Property is theft, some say. And this could be true. Suppose there were an idyllic community sharing all things in common, peacefully. In a model akin to Olson’s roving bandit, a raving bully
within the community begins appropriating things unto himself, and property is born, through theft. Most often this is the story told about enclosure laws. Whoever had the ability to manipulate the institutions of law and power could capture rents. Once in place, a raving bully would be hard to displace, thanks to transitional gains traps.
All property is understood to have emerged from this process.
But suppose property emerged not from appropriation, but through allocation. Suppose a community has only one bow-and-arrow (or whatever specialized asset) among them. The community then allocates that bow-and-arrow to the person most talented in its use.
The archer no longer is understood to have taken the property unto herself, rather, she is understood to have been allocated the tools of her trade for the benefit of the community. She is a steward of the assets, not a tyrant or a miser. Should the archer abuse the use of the bow-and-arrow they would be taken from her and given to someone else. Should someone more talented in the use of the tool be discovered, then the tools would be re-allocated to that individual.
Now suppose that the comparative advantages of each individual in the community were discovered and that each individual were allocated the capital best suited to them to steward for the sake of the community. Each person would be a steward over some set of assets, and would be accountable to the whole community for the appropriate use of those assets. Suppose also that one individual were discovered to have an uncanny ability to correctly identify the comparative advantage of all other individuals. To this wise and (let us assume) benevolent one is allocated the responsibility of allocating all other community assets. The community prospers through the wisdom of the Allocator, who appoints stewardship over assets.
Students of economics will recognize Hayek’s Use of Knowledge in Society within this parable. It turns out that the invisible-hand mechanism of the market is the benevolent and wise Allocator. Property is only held, in the long run, by the person who stewards it best, that is, who operates as the least-cost producer of goods desired by others because the property holder has a comparative advantage in employing that asset.
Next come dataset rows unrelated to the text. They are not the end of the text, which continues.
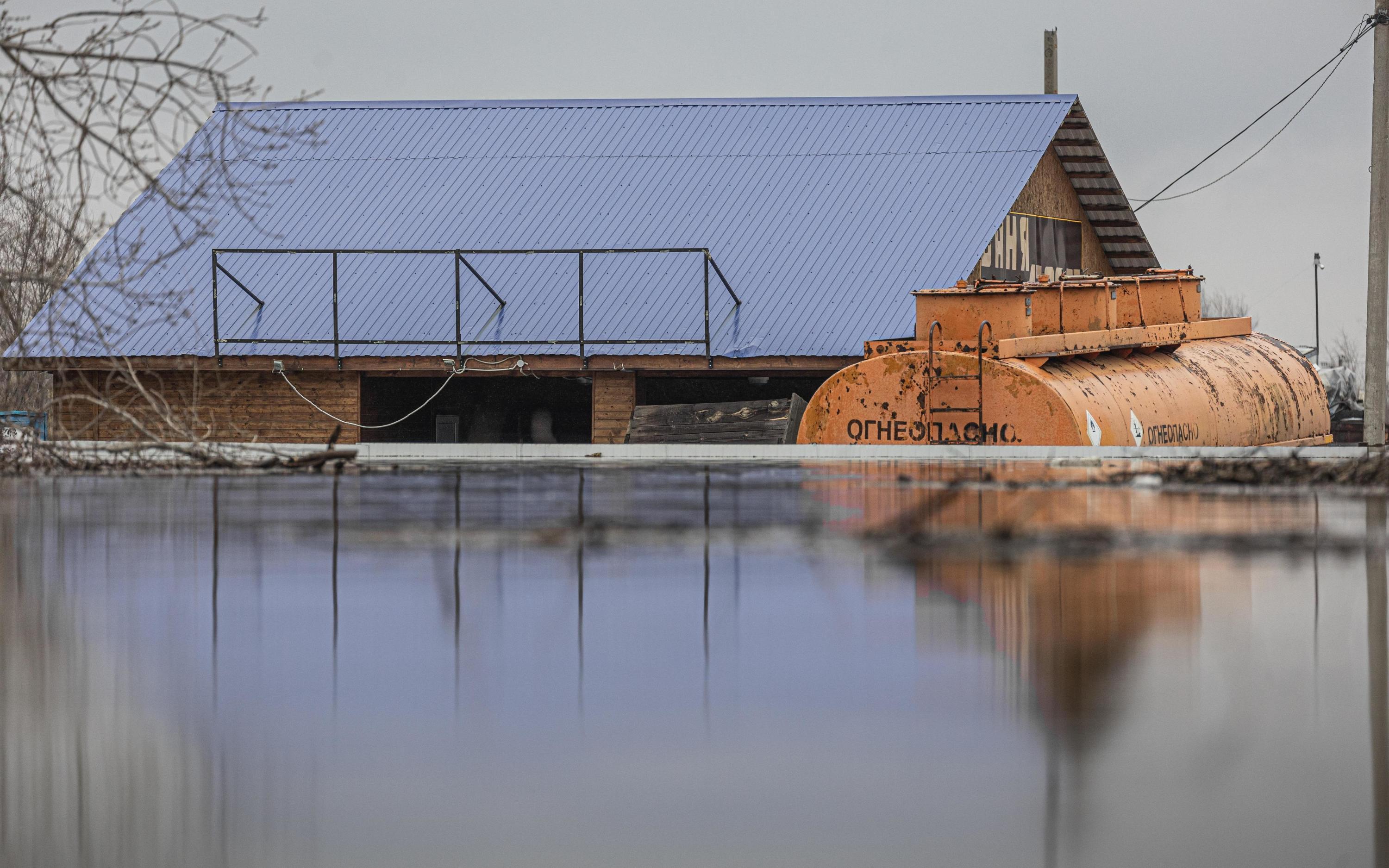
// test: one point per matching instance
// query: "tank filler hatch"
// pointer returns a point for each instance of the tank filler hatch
(1076, 316)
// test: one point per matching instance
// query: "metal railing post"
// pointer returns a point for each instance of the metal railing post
(584, 356)
(338, 353)
(457, 310)
(217, 335)
(709, 348)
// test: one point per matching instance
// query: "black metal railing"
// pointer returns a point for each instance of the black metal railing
(460, 262)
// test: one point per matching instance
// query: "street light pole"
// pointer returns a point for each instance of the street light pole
(1377, 298)
(1316, 305)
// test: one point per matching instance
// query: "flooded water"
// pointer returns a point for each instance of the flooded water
(860, 664)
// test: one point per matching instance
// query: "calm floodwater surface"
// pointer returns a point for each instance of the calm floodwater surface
(739, 664)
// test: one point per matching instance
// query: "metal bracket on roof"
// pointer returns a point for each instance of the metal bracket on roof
(245, 289)
(481, 280)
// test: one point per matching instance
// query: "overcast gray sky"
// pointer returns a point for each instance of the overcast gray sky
(1162, 82)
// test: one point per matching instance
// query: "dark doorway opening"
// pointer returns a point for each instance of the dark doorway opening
(478, 410)
(716, 389)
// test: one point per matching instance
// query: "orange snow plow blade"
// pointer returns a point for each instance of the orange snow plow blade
(1107, 362)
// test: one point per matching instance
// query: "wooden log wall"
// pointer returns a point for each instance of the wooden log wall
(219, 406)
(614, 398)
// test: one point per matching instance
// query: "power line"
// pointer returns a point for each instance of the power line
(1366, 25)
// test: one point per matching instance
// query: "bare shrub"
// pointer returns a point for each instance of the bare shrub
(1217, 303)
(98, 106)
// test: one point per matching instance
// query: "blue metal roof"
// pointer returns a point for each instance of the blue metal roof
(823, 213)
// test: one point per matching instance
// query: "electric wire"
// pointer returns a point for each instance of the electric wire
(1366, 25)
(453, 371)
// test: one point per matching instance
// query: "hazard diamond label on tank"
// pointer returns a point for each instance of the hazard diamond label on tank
(1092, 428)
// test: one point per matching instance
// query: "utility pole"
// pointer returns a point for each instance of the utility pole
(1377, 295)
(1316, 306)
(1049, 62)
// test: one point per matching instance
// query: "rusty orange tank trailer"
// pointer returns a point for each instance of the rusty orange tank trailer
(1080, 362)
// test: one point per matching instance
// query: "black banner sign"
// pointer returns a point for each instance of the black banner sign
(1028, 246)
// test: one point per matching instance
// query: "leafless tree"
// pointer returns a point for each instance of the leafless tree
(1224, 303)
(96, 107)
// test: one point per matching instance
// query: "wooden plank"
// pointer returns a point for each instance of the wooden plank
(614, 396)
(798, 410)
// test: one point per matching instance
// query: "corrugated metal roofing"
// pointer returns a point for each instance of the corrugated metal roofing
(823, 213)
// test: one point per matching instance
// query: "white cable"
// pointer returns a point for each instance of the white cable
(519, 363)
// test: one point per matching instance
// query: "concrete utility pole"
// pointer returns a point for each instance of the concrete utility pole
(1049, 60)
(1377, 296)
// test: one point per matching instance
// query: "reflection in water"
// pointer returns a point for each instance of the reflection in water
(88, 774)
(1377, 642)
(739, 664)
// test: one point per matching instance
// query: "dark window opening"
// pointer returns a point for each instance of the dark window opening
(716, 389)
(478, 410)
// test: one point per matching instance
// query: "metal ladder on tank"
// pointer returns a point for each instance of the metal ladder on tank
(935, 378)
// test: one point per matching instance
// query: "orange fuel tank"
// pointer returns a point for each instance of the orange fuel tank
(1153, 374)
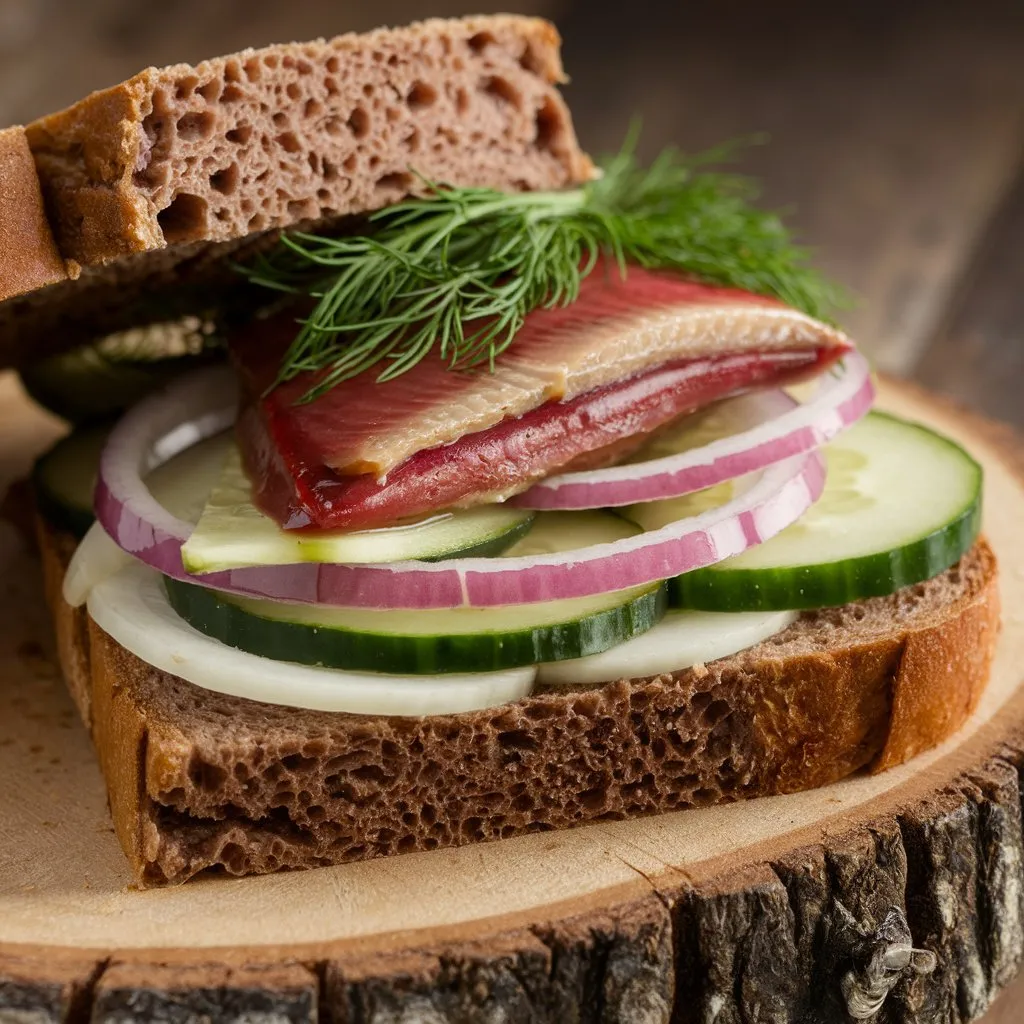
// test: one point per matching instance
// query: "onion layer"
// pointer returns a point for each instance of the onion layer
(788, 429)
(196, 407)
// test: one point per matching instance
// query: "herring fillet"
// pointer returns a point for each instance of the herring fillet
(615, 329)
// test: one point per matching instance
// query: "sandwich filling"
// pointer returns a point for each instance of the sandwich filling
(583, 386)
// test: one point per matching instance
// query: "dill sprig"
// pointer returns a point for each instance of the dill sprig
(459, 269)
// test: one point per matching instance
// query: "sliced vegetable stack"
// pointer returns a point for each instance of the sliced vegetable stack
(605, 479)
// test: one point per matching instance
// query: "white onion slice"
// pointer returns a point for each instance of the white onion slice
(679, 641)
(132, 607)
(196, 408)
(840, 400)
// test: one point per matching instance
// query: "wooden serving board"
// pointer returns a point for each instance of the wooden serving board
(776, 909)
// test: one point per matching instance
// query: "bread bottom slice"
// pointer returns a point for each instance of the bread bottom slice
(202, 780)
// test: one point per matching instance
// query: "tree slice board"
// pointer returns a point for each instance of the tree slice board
(790, 908)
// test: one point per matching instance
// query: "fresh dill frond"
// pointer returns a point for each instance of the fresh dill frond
(458, 270)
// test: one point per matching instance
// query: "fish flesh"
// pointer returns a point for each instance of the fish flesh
(578, 384)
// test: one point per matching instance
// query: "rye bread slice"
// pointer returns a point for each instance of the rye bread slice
(150, 184)
(30, 257)
(201, 780)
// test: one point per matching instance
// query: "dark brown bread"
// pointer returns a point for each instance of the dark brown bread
(198, 779)
(151, 183)
(30, 257)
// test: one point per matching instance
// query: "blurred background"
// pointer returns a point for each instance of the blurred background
(896, 129)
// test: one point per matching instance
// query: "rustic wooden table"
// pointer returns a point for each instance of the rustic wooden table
(897, 130)
(897, 135)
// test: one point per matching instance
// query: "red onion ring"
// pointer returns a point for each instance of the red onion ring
(199, 406)
(841, 399)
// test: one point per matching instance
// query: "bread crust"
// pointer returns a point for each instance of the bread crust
(166, 157)
(30, 257)
(199, 779)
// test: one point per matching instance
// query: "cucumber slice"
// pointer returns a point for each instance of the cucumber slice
(64, 480)
(901, 504)
(679, 641)
(233, 534)
(102, 380)
(132, 607)
(435, 641)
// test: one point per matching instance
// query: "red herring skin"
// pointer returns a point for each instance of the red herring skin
(582, 385)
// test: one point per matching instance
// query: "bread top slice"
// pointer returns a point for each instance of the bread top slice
(30, 255)
(150, 184)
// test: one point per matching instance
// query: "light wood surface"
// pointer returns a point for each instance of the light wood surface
(65, 900)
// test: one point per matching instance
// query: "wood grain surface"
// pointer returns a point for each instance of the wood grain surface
(897, 134)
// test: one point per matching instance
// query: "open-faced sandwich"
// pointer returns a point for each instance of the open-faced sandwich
(499, 494)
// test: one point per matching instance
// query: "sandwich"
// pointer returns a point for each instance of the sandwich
(430, 484)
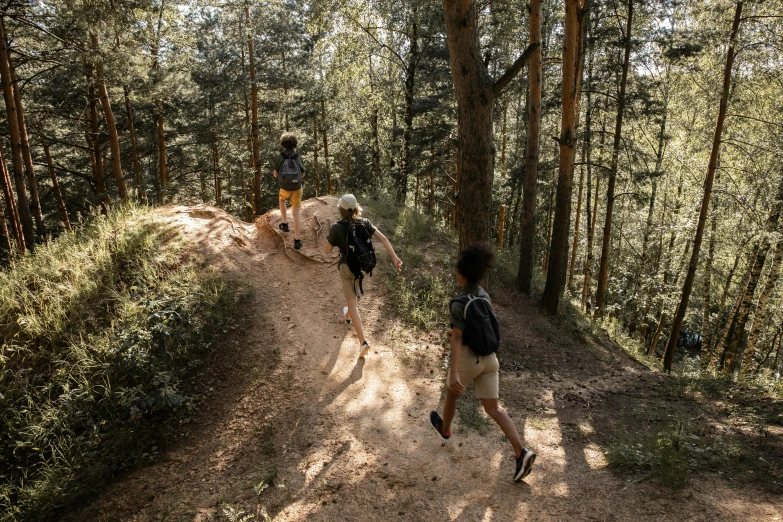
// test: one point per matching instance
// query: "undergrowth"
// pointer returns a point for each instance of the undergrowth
(100, 330)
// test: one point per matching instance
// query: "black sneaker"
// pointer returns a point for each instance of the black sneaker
(437, 423)
(524, 464)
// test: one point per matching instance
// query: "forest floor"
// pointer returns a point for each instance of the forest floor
(296, 424)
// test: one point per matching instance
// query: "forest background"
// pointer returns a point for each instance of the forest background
(625, 155)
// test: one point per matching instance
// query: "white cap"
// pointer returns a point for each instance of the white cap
(348, 202)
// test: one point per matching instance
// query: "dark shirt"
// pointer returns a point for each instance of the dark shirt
(280, 158)
(337, 235)
(458, 309)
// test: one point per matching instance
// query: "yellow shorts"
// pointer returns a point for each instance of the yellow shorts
(484, 374)
(349, 282)
(295, 195)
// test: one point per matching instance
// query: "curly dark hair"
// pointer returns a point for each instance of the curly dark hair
(288, 140)
(475, 261)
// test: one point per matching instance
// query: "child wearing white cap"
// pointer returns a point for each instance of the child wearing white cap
(350, 213)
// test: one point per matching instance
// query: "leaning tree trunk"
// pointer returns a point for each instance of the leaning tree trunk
(761, 309)
(410, 77)
(254, 104)
(526, 253)
(603, 269)
(572, 79)
(32, 183)
(56, 185)
(688, 285)
(475, 92)
(16, 141)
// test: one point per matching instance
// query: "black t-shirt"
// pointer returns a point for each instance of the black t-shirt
(280, 158)
(337, 235)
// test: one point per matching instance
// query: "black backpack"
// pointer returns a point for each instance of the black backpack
(482, 333)
(360, 252)
(290, 174)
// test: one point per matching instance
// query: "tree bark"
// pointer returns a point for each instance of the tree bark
(603, 269)
(56, 185)
(526, 253)
(259, 204)
(16, 142)
(475, 93)
(761, 309)
(572, 80)
(32, 183)
(688, 285)
(11, 209)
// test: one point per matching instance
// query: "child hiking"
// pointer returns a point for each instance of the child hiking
(475, 337)
(290, 173)
(353, 236)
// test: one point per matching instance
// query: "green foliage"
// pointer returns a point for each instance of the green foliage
(99, 329)
(419, 295)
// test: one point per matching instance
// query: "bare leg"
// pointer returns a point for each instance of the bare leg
(295, 212)
(500, 416)
(449, 409)
(353, 313)
(283, 217)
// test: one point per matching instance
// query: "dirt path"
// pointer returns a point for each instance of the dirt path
(349, 439)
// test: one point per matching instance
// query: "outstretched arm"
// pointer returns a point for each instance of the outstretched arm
(385, 241)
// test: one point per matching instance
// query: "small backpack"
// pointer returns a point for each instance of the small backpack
(360, 252)
(482, 333)
(290, 174)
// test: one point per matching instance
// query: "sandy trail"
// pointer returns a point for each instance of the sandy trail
(350, 439)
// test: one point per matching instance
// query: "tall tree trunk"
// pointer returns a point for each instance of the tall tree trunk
(475, 93)
(137, 172)
(316, 167)
(329, 187)
(761, 309)
(111, 125)
(32, 184)
(16, 141)
(11, 208)
(603, 269)
(688, 285)
(259, 204)
(526, 253)
(572, 80)
(410, 77)
(56, 185)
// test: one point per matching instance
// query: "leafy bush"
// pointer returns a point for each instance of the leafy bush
(98, 330)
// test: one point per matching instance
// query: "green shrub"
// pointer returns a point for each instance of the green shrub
(99, 330)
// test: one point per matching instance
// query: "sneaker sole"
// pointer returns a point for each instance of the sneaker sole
(527, 467)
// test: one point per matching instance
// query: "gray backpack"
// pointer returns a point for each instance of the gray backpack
(290, 174)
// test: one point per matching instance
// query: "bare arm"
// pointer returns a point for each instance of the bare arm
(385, 241)
(455, 337)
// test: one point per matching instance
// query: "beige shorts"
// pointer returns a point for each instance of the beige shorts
(295, 195)
(484, 374)
(348, 280)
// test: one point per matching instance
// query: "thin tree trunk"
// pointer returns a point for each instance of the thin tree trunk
(16, 142)
(138, 174)
(254, 127)
(11, 209)
(761, 309)
(572, 81)
(32, 184)
(688, 285)
(56, 185)
(526, 253)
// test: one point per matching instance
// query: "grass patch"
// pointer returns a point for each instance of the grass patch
(421, 293)
(100, 331)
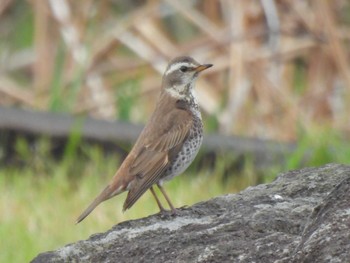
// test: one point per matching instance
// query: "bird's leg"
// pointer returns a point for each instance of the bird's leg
(157, 200)
(173, 210)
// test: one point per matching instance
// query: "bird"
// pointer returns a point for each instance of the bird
(167, 144)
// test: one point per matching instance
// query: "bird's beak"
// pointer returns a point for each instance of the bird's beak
(202, 67)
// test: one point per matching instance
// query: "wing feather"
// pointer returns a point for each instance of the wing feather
(153, 156)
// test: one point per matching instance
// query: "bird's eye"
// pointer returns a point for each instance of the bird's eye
(184, 69)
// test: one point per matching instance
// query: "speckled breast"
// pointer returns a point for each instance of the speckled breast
(188, 152)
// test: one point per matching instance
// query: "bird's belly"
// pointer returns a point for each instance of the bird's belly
(187, 154)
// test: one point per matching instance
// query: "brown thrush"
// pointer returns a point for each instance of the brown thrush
(168, 143)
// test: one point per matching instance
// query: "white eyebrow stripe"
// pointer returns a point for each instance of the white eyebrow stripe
(177, 66)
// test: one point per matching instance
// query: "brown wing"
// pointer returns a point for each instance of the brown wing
(153, 157)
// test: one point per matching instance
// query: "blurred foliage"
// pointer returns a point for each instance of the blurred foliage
(41, 195)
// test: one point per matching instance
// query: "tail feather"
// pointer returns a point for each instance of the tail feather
(104, 195)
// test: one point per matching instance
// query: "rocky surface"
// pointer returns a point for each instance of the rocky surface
(303, 216)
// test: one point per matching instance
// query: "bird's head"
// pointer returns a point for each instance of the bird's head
(180, 75)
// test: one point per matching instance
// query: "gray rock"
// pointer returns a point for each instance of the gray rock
(303, 216)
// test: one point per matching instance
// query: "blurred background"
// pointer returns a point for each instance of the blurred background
(277, 98)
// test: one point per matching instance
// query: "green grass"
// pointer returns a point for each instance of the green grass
(41, 198)
(39, 203)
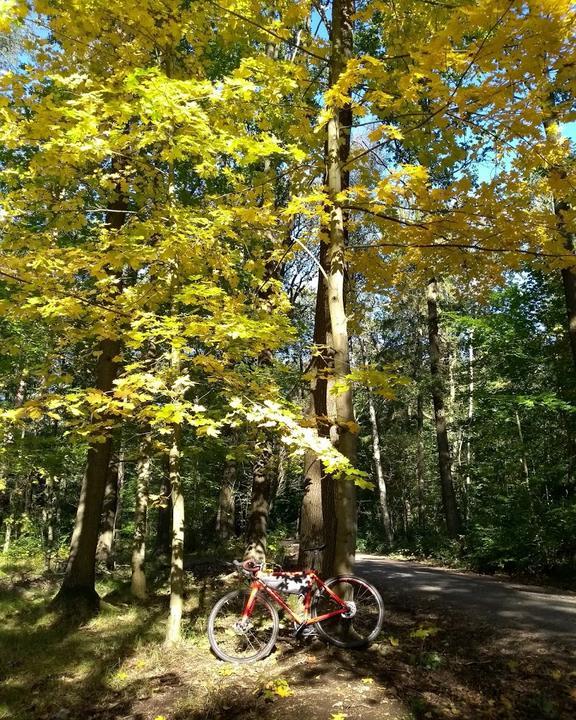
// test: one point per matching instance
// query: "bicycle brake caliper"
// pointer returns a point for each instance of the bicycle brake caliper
(351, 610)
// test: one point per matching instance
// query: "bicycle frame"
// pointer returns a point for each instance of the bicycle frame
(257, 586)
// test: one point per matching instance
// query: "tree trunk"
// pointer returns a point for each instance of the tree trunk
(382, 489)
(377, 460)
(451, 513)
(163, 540)
(342, 431)
(225, 518)
(80, 575)
(105, 547)
(177, 563)
(523, 458)
(257, 525)
(317, 519)
(138, 581)
(469, 420)
(420, 464)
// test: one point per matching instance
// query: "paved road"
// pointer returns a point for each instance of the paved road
(546, 614)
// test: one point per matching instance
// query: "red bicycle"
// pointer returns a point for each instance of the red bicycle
(243, 626)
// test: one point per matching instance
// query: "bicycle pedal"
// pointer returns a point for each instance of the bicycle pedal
(305, 631)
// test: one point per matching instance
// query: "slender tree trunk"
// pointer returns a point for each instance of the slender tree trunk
(8, 441)
(377, 459)
(382, 489)
(104, 549)
(257, 526)
(342, 432)
(163, 540)
(225, 521)
(561, 207)
(470, 419)
(420, 464)
(523, 458)
(138, 580)
(177, 564)
(7, 533)
(451, 512)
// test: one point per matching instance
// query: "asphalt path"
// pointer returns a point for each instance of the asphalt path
(545, 613)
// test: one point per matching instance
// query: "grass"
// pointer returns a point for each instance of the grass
(427, 665)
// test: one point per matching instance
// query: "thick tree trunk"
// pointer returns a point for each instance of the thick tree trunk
(257, 525)
(342, 431)
(317, 520)
(138, 580)
(225, 520)
(105, 547)
(451, 513)
(80, 575)
(177, 563)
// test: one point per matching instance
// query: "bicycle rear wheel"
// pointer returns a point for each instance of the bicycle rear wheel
(361, 624)
(239, 641)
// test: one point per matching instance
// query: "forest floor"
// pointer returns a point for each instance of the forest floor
(430, 663)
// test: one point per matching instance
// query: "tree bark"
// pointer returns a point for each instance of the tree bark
(80, 575)
(451, 513)
(225, 521)
(138, 580)
(377, 460)
(105, 547)
(317, 519)
(257, 525)
(177, 563)
(163, 542)
(342, 431)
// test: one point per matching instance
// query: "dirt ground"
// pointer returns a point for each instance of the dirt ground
(431, 664)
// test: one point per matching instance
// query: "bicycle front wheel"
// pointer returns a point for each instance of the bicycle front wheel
(235, 640)
(360, 625)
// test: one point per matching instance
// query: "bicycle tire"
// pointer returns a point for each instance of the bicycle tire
(363, 627)
(232, 644)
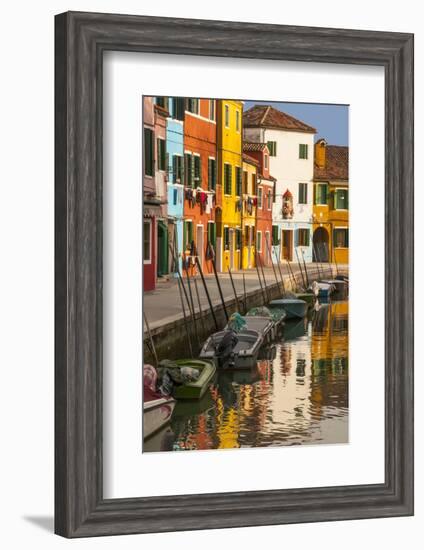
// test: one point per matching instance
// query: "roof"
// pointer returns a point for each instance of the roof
(250, 160)
(254, 147)
(336, 164)
(266, 116)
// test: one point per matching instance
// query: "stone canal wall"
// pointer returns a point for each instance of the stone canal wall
(170, 337)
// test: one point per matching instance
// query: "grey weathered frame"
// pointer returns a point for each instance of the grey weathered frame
(81, 39)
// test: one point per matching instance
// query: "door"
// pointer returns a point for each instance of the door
(321, 248)
(200, 247)
(287, 244)
(267, 248)
(231, 248)
(162, 265)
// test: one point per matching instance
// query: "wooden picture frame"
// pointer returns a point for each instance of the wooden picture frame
(81, 39)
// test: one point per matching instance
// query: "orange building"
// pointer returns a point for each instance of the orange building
(200, 182)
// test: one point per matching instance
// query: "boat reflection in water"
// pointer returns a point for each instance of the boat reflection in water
(297, 394)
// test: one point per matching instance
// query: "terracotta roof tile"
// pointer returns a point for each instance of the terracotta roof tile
(266, 116)
(336, 164)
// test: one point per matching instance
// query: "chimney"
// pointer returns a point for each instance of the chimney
(320, 152)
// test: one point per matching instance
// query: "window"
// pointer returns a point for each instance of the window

Of course there are all sorts of qualifiers that involve the theory of the firm and whatnot, and economics has been working out these details off and on for quite some time now, though not much was done between the early political economists and the 1950s when Alchian, Buchanan, Coase, and Demsetz (ABCD, with a nod to Epstein and Fama, please feel free to add to the list, new Twitter game) began to work out the economics of property rights.
Bruenig argues that all income could be reallocated according to any from among an infinite set of possible institutionally based distributions, without unjustly taking from some a claim to future income. He is theoretically correct in this I believe. But he has started from the wrong premise, that property is theft, and that the current distribution of property is therefore the consequence of injustice. I’m trying to be charitable, but Bruenig it seems may be perilously close to assuming himself the wisdom and benevolence of the Allocator.
Step back, surely the present allocation of property does reflect some injustices. Agreed. There are a great many appropriators, raving bullies, that fleece the community and enjoy luxury at the cost of others’ poverty. Many of those bullies are in Congress, or in Town Hall, or on the School Board, or on the local HOA, I would argue. Why would Bruenig entrust these institutions with the responsibility of enacting his preferred policies?
I think he is too romantic about those institutions. I think he sees top-down as an efficient approach to changing the world for the good. I think he means quite well.
But I think there is a pattern of thought that at once assumes that property is the consequence of top-down appropriation by a raving bully and that finds the solution to problems through top-down channels. It is the worldview that takes anarchic cooperation as its starting point, that then can understand the invisible-hand mechanism’s function in allocating resources efficiently (and peacefully!), that also is very suspicious of the top-down approach.
It is the combination of the Virginia School’s robust political economy that combines Hayek’s insights of the Knowledge Problem, The Coasian insights about property, the Public Choice understanding of politics and rent seeking, and now also the Bloomington Workshop’s insights about concentric orders, all seen from the perspective of a positive research program in anarchy that leads me to most of my ethical conclusions. That and a hefty dose of pacifism, with a shot of grace.
Bruenig is wrong about property. Workers are not atomistically interchangeable. We have specific talents. The only way to get rich, apart from political abuse, is by making other people better off. The right way to deal with injustices is not by overturning the whole system. Rather, the right approach is to work under the system, to subvert it, to be an agent of grace and mercy. Be the exogenous shock you want to see in the world. Stop blaming other people. Yeah, they are wicked, but so am I, if I’m honest with myself.